Isso blinda e fortalece a marca institucional em um período onde quase todos os times do país estarão parados, treinando a portas fechadas ou reorganizando elencos.
Vale lembrar o impacto da sua chegada. Contratado em 2025 após encerrar um longo ciclo no Arsenal, Jorginho assinou com a equipe carioca até julho de 2028. Ele desembarcou no Brasil com a bagagem de quem brilhou no Chelsea, faturou a Champions League e disputou 57 partidas pela forte seleção italiana. É exatamente essa capacidade de transitar entre a elite da Europa e o calendário do futebol brasileiro que o torna uma atração televisiva irresistível.
Liderança de vestiário transformada em comunicação
O convite da televisão não caiu do céu. Nos corredores do Ninho do Urubu, o meio-campista rapidamente se transformou em uma voz de liderança e influência positiva. Ele passou a ser visto como uma referência de conduta para os garotos da base, ajudou a acolher companheiros em fases ruins e impôs um padrão de profissionalismo que contagiou o ambiente.
Comentar Copa do Mundo exige mais do que saber chutar uma bola. Exige capacidade de organizar ideias, clareza na comunicação e o talento de traduzir conceitos complexos para o grande público. A postura sempre analítica do jogador em entrevistas indicava que ele tinha o perfil perfeito para a televisão moderna.

Para a plataforma ge tv, que foca na disputa por engajamento no streaming e nas redes sociais, ter um atleta em atividade gera os famosos cortes virais. Ele pode explicar os segredos de um vestiário em crise, a tensão do funil de uma Copa e a abissal diferença de ritmo entre os europeus e os sul-americanos.
Os riscos calculados de expor um atleta em atividade
Apesar de ser um golaço de marketing, existe um risco calculado nessa operação. Um jogador em atividade precisa medir cada sílaba ao assumir o papel de analista. Se ele fizer uma crítica tática mais dura sobre um companheiro de profissão da Seleção Brasileira ou de um clube rival, o comentário pode ser rapidamente descontextualizado e virar manchete incendiária.
A grande vantagem é que Jorginho tem o perfil de um diplomata da bola. Ele não foi contratado para ser um personagem polemista, mas um analista sofisticado.

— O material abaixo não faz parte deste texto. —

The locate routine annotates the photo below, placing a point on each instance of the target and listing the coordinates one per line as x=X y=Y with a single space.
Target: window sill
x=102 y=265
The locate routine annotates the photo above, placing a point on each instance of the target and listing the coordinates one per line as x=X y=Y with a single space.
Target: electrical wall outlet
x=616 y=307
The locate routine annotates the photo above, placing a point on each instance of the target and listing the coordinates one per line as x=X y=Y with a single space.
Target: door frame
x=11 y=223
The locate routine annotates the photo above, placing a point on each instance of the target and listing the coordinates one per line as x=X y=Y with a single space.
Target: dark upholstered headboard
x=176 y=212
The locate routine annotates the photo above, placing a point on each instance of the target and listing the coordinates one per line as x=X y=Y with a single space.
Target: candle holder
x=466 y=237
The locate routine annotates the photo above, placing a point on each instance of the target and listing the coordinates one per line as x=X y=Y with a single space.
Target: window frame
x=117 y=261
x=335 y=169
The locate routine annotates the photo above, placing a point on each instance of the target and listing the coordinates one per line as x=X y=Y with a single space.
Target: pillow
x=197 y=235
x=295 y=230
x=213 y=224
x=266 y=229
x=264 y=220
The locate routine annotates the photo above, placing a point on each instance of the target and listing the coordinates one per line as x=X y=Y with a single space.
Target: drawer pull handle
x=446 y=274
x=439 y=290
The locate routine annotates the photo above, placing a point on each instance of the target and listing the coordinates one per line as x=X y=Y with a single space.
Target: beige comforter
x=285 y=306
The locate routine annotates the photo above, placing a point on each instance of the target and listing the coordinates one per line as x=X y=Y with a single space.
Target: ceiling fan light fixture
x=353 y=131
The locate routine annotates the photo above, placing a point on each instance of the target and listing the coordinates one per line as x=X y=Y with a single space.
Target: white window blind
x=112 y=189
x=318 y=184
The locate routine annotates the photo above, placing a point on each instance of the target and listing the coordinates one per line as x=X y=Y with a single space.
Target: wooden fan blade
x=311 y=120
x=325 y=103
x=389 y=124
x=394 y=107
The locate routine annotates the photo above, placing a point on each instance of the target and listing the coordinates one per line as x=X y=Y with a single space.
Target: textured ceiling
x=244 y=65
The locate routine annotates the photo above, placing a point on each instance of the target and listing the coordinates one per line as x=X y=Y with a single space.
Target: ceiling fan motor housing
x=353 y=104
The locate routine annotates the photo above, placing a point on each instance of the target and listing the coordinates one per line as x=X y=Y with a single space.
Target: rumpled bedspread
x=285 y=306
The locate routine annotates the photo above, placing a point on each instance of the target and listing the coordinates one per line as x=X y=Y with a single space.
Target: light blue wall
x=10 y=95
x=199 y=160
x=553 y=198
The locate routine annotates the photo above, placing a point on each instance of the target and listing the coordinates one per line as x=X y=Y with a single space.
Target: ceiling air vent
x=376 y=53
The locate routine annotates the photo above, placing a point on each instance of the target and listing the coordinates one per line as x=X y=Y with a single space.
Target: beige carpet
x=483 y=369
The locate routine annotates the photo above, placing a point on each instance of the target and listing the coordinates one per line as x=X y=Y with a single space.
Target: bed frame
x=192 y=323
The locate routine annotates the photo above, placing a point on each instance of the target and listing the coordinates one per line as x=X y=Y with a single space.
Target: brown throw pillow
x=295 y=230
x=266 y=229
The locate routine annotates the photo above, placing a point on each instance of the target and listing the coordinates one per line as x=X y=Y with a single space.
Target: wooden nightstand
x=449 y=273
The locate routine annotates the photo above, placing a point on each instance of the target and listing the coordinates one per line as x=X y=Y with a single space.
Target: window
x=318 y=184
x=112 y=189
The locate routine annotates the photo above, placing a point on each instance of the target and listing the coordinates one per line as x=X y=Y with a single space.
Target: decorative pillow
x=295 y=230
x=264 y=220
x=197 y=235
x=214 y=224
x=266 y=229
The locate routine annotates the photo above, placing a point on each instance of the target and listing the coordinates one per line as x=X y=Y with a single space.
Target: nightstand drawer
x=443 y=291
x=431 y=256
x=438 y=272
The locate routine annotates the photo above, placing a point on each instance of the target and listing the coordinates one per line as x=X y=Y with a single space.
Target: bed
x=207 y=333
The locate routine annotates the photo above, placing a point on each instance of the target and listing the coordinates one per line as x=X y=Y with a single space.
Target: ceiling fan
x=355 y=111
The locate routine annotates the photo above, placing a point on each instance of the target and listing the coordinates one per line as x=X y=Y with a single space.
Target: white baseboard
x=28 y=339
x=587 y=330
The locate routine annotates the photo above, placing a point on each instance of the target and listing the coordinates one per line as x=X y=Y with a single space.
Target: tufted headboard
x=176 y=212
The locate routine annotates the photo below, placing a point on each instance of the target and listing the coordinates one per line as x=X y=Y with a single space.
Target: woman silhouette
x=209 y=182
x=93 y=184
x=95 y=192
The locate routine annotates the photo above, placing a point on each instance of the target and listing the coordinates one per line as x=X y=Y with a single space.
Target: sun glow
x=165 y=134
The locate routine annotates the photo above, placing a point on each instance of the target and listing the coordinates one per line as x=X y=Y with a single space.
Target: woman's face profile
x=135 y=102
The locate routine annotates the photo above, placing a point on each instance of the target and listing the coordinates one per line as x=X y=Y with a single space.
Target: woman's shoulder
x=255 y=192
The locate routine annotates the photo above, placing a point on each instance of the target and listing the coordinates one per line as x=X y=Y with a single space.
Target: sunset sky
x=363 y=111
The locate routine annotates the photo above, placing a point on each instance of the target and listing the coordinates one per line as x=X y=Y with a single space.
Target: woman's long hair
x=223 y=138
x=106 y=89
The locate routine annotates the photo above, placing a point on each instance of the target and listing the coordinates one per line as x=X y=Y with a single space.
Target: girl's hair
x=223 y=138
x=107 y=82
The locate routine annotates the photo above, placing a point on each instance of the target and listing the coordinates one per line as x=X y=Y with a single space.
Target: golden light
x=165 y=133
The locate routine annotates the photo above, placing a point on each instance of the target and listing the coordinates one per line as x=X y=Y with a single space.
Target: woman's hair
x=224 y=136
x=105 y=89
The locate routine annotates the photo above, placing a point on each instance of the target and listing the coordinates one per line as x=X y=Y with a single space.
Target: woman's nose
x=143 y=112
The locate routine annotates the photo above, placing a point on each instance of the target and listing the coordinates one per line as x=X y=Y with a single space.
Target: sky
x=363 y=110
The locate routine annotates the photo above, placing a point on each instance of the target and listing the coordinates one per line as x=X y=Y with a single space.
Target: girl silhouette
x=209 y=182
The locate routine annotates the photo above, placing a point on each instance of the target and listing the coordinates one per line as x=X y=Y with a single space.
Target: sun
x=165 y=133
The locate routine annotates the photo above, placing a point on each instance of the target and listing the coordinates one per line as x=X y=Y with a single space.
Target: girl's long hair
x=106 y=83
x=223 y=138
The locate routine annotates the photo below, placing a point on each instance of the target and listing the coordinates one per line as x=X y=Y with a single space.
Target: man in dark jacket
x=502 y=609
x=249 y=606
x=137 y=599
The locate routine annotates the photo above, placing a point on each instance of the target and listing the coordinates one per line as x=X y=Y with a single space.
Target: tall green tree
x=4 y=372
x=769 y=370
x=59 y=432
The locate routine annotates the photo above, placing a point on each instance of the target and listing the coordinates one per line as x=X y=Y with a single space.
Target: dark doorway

Outro ponto que exigiu atenção foi o calendário. O jogador aproveitará seu período de férias do clube para iniciar o trabalho na TV. Como o time carioca deve retomar suas atividades na segunda metade do Mundial — com previsão de uma intertemporada no exterior —, a logística foi desenhada para que a participação televisiva não afete seu descanso físico ou a preparação para o restante de 2026.